El entorno laboral para la persona con Asperger y la exclusión social del adulto con trastornos del espectro autista.




Las principales dificultades que pueden darse en la vida adulta con el síndrome de Asperger son sobre todo dificultades de relación social, problemas para tener amigos o profundizar en las relaciones y poco éxito en sus intentos de entablar amistad.



También se producen dificultades para el trabajo en equipo e incapacidad para entender claves sociales que ayuden a regular la conducta; dificultades para comprender el mundo mental de los otros y el propio e incapacidad para entender claves sociales que le ayuden a regular su conducta; problemas para detectar emociones y sentimientos ajenos y dificultad para expresar los suyos propios; presencia de rituales o estereotipias motoras que se desencadenan en situaciones concretas y escapan a su control; autoestima y autoconcepto ambiguos que pueden ir acompañados de sentimientos de superioridad o bien de ideas excesivamente negativas centradas en el desconocimiento de sus capacidades (provocándoles ansiedad o depresión); incapacidad para planificar y organizar su futuro en base a proyectos realistas; problemas para tomar decisiones; dificultades para manejar relaciones de pareja; dificultades atencionales que se pueden reflejar en el entorno laboral y problemas para superar las entrevistas de trabajo.
   A pesar de sus problemas los adultos con Asperger son capaces de generar estrategias alternativas para manejarse en el mundo social, suelen ser muy nobles y dicen en cada momento lo que piensan, reclaman independencia económica y social y suelen ser perfeccionistas a la hora de realizar cualquier tarea.
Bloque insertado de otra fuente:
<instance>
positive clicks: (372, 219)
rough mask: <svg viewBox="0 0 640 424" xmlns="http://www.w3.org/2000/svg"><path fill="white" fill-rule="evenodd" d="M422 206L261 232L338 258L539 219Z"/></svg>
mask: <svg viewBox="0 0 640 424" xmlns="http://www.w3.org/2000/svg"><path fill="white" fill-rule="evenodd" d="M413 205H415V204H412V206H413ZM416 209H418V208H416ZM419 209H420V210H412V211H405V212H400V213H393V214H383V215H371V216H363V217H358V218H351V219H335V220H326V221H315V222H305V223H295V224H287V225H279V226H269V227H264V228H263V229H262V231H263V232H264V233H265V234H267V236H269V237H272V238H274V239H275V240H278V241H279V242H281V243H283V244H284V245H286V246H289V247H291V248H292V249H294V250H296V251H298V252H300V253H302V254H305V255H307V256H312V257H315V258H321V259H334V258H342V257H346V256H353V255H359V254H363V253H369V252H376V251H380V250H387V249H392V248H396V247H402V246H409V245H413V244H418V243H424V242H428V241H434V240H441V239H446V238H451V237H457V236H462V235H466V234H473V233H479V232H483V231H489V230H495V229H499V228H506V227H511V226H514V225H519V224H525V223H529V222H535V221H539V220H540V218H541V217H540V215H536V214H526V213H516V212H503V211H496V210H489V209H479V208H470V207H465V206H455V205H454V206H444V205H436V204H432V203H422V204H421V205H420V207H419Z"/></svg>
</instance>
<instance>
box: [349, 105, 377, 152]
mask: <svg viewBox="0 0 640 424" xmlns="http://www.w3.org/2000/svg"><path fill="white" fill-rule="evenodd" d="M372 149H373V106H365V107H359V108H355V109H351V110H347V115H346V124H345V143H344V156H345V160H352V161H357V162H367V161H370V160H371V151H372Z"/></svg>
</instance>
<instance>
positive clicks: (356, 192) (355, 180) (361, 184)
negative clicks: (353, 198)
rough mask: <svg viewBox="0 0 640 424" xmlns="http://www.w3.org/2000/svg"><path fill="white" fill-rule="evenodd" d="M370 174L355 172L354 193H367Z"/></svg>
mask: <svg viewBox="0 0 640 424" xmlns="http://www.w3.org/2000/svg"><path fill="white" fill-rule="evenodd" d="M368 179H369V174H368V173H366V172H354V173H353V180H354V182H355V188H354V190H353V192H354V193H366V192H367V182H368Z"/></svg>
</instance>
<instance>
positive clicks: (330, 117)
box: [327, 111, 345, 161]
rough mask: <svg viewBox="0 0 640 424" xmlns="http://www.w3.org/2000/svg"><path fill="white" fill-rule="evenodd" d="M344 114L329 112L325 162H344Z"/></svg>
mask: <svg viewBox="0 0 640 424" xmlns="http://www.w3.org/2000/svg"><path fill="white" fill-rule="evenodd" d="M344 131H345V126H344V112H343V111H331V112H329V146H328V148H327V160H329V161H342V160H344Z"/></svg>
Cuando su trabajo se ajusta a sus intereses y tiene poca demanda social suelen tener éxito profesional aunque, normalmente, suelen ser más eficientes en trabajos técnicos.



Con el tiempo y con apoyo todas las dificultades propias de la adolescencia con Asperger se van venciendo pero aparecen otras, más propias de los adultos, que quedan en cierto modo desamparados (sobre todo porque existen pocas alternativas válidas a los talleres de habilidades sociales a los que acuden los pequeños) y el recurso más  frecuente es el de acudir al psicólogo o al psiquiatra para resolver sus problemas de depresión y/o ansiedad. El adulto no suele recibir ayuda para los problemas directamente derivados de su Síndrome de Asperger.

Ese tipo de dificultades impide a veces a los Asperger la consecución de un empleo y su desarrollo laboral óptimo, por eso es importante que obtengan un título especializado en un área de su interés, para la que seguro estarán bien cualificados, que les permita conseguir trabajo. Concretamente en el trabajo necesitan la minimización de distractores ambientales, labores con baja implicación social, tareas bien secuenciadas y con un principio y fin claros, plazos para la consecución de sus objetivos laborales y máxima estructuración.A pesar de sus problemas los adultos con síndrome de Asperger son capaces de generar estrategias alternativas para manejarse en el mundo social y laboral. Reclaman independencia económica y social y suelen ser perfeccionistas a la hora de realizar cualquier tarea por lo que cuando el trabajo se ajusta a sus intereses y tiene poca demanda social suelen tener éxito aunque, normalmente, suelen ser más eficientes en trabajos técnicos, repetitivos, mecánicos, aislados, etc.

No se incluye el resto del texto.